A lot more to this market trend than the simple supply/demand equation when you dig inside it.

Demand is down for multiple reasons, foremost is the fact that American families already gave passed $1 trillion in credit card debt for the first time in history and thus, have less borrowing power. Interest rates are the highest they have been in 2 generations for those that still have some room left to borrow on credit.
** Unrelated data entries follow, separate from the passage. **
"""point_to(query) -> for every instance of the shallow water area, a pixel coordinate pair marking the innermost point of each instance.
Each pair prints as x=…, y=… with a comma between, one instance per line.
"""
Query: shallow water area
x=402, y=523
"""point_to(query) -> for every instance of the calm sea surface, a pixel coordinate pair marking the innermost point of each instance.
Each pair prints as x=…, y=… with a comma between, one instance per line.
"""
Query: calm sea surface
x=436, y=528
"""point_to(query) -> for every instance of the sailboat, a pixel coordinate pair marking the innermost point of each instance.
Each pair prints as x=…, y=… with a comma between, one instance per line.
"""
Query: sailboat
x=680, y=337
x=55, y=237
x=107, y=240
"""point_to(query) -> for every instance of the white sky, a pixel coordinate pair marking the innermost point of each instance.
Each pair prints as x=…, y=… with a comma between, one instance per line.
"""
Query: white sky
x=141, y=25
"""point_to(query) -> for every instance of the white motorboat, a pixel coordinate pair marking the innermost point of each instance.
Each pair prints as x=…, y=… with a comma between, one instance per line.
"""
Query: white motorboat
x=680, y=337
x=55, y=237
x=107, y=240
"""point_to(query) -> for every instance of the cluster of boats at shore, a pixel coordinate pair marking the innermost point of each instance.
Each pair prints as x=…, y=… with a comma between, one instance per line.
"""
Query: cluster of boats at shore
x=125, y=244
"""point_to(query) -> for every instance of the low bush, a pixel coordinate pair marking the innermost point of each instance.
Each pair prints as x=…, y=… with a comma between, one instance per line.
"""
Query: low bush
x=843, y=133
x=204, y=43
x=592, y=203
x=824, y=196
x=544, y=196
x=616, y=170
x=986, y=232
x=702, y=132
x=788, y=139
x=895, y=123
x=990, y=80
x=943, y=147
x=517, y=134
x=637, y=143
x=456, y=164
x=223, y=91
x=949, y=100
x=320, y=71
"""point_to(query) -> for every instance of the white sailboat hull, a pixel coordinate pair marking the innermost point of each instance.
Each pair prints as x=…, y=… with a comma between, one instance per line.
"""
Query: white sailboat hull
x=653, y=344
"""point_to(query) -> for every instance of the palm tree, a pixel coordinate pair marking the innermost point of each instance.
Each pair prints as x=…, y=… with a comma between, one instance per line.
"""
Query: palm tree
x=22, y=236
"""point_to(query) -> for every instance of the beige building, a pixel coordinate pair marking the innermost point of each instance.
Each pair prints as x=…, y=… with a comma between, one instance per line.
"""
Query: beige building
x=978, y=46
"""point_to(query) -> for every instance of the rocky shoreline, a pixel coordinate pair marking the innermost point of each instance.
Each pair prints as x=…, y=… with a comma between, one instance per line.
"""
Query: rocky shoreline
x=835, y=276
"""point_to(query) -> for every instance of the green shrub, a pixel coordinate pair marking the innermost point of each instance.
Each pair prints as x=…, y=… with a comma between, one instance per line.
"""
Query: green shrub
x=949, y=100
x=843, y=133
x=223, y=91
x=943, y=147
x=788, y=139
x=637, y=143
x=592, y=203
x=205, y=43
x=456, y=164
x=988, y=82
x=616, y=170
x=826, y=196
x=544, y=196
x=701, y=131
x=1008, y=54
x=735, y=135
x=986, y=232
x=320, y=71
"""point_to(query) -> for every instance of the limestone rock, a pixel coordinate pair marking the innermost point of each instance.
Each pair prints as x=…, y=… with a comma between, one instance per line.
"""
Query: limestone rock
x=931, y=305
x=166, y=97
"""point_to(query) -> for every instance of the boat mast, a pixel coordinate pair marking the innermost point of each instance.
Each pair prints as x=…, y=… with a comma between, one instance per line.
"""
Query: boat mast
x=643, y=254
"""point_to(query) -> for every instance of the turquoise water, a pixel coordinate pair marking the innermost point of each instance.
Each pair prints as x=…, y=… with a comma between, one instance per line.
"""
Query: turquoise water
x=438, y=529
Real wages are down period, from an all time high in 2019 at $78,000 down $4,000 to $74,000 in 2023. If that $500/month was discretionary income, it has evaporated. People are getting out of RVing and are selling RVs to buy diapers and pay the mortgage. That’s where the supply is coming from in the equation of supply and demand.

12 days ago

Anyone with business sense saw this coming. Over priced and low quality combined make lower prices an expectation. Time to delay an upgrade to a Class C and wait for a dealer to have a panic over inventory sale. My main concern is what will happen to our ability to get units serviced, those stories are also killing the golden goose.

12 days ago

The market is flooded with over priced poorly built units. Everyone had to see this coming. It would be a good time to open a rv salvage yard.

Mikal H
12 days ago

Without detailed analysis it’s hard to draw accurate conclusions from one month. But looking at the chart’s 1st half and 2nd half the big jump is obvious and the declining price trend is there in the last 18 months, but prices are still well above pre pandemic…and for lower quality junk.